The Anglosphere Has Always Had Three Genders
Calamity Jane
I’m using “gender” in the now-accepted usage meaning “societal roles,” as distinct from biological sex. I see almost everyone on both sides acting as if traditional American society has only two genders, and I don’t think this is right. It’s at least half-wrong, anyway. Because since its inception, American society has always had a third gender option for women, and I think this is true for all anglophone cultures for several centuries now. I speak, of course, of the tomboy.
Tomboys are not expected to behave like feminine girls at all. They play with boys toys, they wear boy clothes, the talk with boys vocabulary, and their primary peer group is male children. They sometimes have a hard time gaining acceptance with the local boys, depending on the region, but often find a way to gain acceptance and are included in boys games and rough housing. Other girls find tomboys odd and off-putting and don’t socialize much with them.
Upon reaching puberty many tomboys are reluctantly forced into feminine peer groups, but even so, many stay distinctly separate in demeanor and activity choices throughout life. They repair cars and don’t take shit, etc. You know the stereotype, if you live in an anglophone country you’ve met one.
I don’t think people realize this is a third gender, because this social role has been around for far longer than the idea that “gender” means “social role” has been around. Most people still equate gender with sex, and tomboys are overwhelmingly female. But its pretty easy to identify the female-bodied people who are feminine-gendered and those who are tomboys within just a few minutes of conversation. Sometimes it doesn’t even take that, many are apparent from dress, attitude, and stance. Perhaps I’m overestimating how easy it is, I may have unconsciously developed the skill since I’m personally attracted far more to tomboys than any other gender. But I’d wager most Americans can discern between the two very quickly, as we run into so many of both types.
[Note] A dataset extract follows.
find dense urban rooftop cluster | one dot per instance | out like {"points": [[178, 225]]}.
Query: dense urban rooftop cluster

I believe that the presence of the tomboy gender is why clothes that were traditionally only worn by men (most famously trousers, but pretty much every man-gendered clothing) are acceptable clothing for women. The prevalence of tomboys moved male-clothing into ok-for-both-sexes territory, and the feminine-gendered benefited by this. There is no equivalent socially-accepted alternate gender for males, so the same thing never happened to women-gendered clothing, and thus it still looks “funny” for a man to wear a dress.
There are interesting parallels between tomboys and the Samoan fa'afafine. First, both genders are basically restricted to a single sex. Secondly, both are named for the sex that its members feel comfortable with, in contrast to their own sex. Ie: fa’afafine comes from fa'a–, meaning "in the manner of", and the word fafine, meaning "woman". Tomboy comes from the English name “Tom,” which around the 16th century was such a common boy’s name that it came to be interchange for the word “boy.” “Tomcat” means “male cat” for example. So tomboy emphasizes just how boyish the girl is, so much so that the gender-name means boy twice. And finally, both genders are given the pronouns of their sex. So fa’afafine use the male pronouns (English equivalent of he/him) and tomboys use the female pronouns (she/her). (Note that I DO NOT have much knowledge of the Samoan culture or the fa'afafine gender, so these could be entirely surface-level similarities without much substance)
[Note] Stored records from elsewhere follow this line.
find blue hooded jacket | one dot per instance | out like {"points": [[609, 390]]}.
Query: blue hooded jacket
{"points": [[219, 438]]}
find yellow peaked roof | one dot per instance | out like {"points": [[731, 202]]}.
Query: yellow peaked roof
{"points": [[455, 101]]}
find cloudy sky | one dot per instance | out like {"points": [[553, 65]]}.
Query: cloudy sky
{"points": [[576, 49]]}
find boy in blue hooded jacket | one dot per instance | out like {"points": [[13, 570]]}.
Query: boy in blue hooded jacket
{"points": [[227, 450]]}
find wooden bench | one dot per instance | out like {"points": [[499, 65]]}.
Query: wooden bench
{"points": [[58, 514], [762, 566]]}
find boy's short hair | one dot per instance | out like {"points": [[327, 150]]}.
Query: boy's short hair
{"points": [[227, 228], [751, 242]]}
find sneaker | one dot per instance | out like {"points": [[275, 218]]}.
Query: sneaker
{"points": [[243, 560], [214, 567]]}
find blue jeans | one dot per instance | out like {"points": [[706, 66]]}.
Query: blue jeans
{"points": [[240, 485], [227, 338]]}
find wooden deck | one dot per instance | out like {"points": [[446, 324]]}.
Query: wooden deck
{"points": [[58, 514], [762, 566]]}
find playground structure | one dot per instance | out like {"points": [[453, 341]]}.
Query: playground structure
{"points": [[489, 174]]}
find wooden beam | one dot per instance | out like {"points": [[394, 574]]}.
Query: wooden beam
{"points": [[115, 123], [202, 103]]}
Much like the metaphorical fish that doesn’t notice the water it’s swimming in, Anglophone societies simply didn’t notice that there is a third gender within them. By the time the term “gender” began to mean what it does now, the two female genders had already been around for centuries, and no one really bothered to think of them as separate genders. They were both just “ways to be a girl.” But it very much seems to me that we have been, in fact, living with three genders all this time.
Or am I missing something? This is somewhat tentative, and I’m curious as to what others think about this.